La murena era riversa su un fianco, mostrava le file di denti aguzzi, avvelenati, come un impiccato la sua ultima lingua. Stava morendo. Morendo su un altro pianeta, in una dimensione sconosciuta, tra creature che non capiva. L’occhio era sbarrato verso le piccole onde che accarezzavano la battigia. Erano lì, le onde, così vicine che quasi arrivavano a sfiorarne la pelle che s’andava accartocciando al sole.
Intorno, ormai, c’era tutta la spiaggia. Un tipo sui quaranta con una tuta da sub si comportava come ne fosse stato il padrone della murena. Evidentemente s’era avventurata fuori dalla tana e gli era bastato il retino per catturarla. Ora, il tipo la faceva lunga sulle murene in generale, costumi e abitudini. Smorzava, il campione, la pericolosità dell’animale. Le signore lo guardano…
‐ Ce ne sono parecchie da queste parti… ‐
‐ Oh, ma è pericoloso! ‐
‐ Solo se non si conoscono. Il pericolo è che se sono nella loro tana possono riuscire a trattenerti sotto… ‐
Un brivido percosse l’auditorio di bagnanti. La murena ancora non aveva perso i sensi, ma già non guardava più le onde, forse aveva capito che la marea sarebbe arrivata comunque tardi per lei. Si rivolgeva dall’altra parte, invece, verso le creature. Sembrava che, per quanto fosse ormai inutile, cercasse di comprendere che cosa le fosse capitato.

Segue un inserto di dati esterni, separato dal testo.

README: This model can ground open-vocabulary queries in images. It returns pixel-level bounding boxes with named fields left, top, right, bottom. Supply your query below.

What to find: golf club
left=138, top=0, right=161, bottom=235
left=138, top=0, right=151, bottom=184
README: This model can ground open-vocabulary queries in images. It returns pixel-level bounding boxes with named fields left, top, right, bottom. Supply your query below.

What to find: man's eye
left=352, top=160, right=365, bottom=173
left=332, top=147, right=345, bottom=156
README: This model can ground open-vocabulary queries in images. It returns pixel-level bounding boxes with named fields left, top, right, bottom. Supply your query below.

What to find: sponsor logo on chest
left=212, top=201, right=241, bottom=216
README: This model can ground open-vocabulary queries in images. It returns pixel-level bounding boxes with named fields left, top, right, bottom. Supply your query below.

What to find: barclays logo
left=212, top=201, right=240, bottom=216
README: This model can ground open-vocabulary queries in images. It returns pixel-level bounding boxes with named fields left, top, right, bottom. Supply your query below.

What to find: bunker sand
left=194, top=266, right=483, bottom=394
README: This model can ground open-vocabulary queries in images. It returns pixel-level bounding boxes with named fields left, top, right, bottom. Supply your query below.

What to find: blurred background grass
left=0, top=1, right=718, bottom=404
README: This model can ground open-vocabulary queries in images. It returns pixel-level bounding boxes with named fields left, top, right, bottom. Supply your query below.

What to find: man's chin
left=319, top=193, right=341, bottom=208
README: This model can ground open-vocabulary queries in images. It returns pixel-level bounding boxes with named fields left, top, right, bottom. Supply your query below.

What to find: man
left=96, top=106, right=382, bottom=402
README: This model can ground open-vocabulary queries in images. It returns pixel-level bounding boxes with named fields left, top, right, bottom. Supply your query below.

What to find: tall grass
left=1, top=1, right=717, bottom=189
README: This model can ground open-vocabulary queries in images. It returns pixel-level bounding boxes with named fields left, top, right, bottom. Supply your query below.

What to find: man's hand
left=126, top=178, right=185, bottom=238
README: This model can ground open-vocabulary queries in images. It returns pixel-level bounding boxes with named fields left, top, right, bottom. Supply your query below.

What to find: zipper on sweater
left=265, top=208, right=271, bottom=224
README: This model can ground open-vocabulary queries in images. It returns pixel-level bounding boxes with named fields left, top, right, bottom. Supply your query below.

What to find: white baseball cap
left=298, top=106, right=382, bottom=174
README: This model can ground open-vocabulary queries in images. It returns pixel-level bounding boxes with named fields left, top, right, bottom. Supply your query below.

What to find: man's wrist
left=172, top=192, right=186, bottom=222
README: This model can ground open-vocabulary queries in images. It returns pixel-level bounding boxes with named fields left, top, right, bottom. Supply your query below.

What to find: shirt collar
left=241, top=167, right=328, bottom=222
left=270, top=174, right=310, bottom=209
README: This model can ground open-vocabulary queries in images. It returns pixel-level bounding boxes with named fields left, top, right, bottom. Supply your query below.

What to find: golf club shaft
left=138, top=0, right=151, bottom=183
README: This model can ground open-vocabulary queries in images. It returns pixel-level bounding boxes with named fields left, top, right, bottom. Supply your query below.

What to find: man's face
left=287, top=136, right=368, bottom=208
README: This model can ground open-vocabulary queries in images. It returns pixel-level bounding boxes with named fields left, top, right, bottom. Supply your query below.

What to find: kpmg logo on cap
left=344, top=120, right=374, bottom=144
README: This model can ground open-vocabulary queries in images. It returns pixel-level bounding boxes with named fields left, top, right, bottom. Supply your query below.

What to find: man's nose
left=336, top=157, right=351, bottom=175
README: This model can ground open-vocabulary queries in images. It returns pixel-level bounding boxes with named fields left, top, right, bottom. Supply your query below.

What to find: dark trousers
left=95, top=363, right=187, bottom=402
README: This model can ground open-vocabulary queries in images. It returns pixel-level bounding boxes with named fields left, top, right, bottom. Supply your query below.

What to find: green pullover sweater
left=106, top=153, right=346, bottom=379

Un silenzio alieno era comparso, intanto, come un ladro, tra la gente della spiaggia, donne, uomini, bambini. Il padrone della murena, anche lui, stava con le braccia lungo i fianchi, senza parole. Solo il cane col bandana saltellava da una parte all’altra come intorno ad una tomba scoperta. Poi, all’improvviso, la murena fece un movimento brusco. Aveva raccolto tutte le forze che ancora le rimanevano e con un guizzo da serpente era riuscita a spostarsi di tre centimetri.
Puntò la terra, però, non il mare.
Qualcosa allora si agitò nel cerchio perfetto, qualcuno gridò e abbaiò alla vita che non finiva.
– S’è mossa!… s’è mossa!… ‐
– Attenti!… Attenti!… ‐
– Bau!… Bau!… ‐
Fu allora che un bambino, una faccia da Tiberio, scappò all’improvviso ai genitori, infilandosi tra la platea degli adulti, e s’avvicinò all’animale. Quando l’ebbe a mezzo metro, gli tirò contro un sasso che teneva nascosto nella mano. La colpì di striscio, con un movimento storto in bocca che faceva male, come ci avessi visto la paura che sta dentro ogni colpo di baionetta, ogni rogo, ogni sentenza capitale. La folla ebbe una sbandata, precipitò per un attimo in un gorgo di spavento e stranezza, ondeggiò e si riprese, mentre la murena iniziava a sanguinare ed aumentare la frequenza del respiro. Pareva che fuggisse e inseguisse qualcosa. L’ultimo fiato di quando la coscienza e l’anima sono già libere e lontane.
Istintivamente strinsi Maria tra le braccia.
‐ No! No! ‐ la sentii mormorare, la voce le tremava.
Provai a abbracciarla e coprirle gli occhi in qualche modo, ma non feci in tempo. Non si può mai. Sospinto dalle grida della madre del bambino, il padrone della murena si fece largo fra la schiera dei bikini e delle pance e risolse la situazione, come una Santa Vergine, schiacciando il serpente sotto una grossa pietra. Colpì una, due, tre volte… Facendo la volontà della maggioranza. Liberandoci dal male.
Lasciò lì, sulla pietra, del povero sangue.
‐ Maria… Maria… ‐ dicevo con la bocca fra i suoi capelli.
La baciavo perché piangeva.
Piangeva, ed io m’accorsi che non avevo neanche una parola vera per consolarla, che non sapevo far altro che stringerla fra le braccia finché non fosse passata, fino ad un giorno prossimo, qui sulla Terra.
Il sole si precipitava a portare il paradiso da un’altra parte.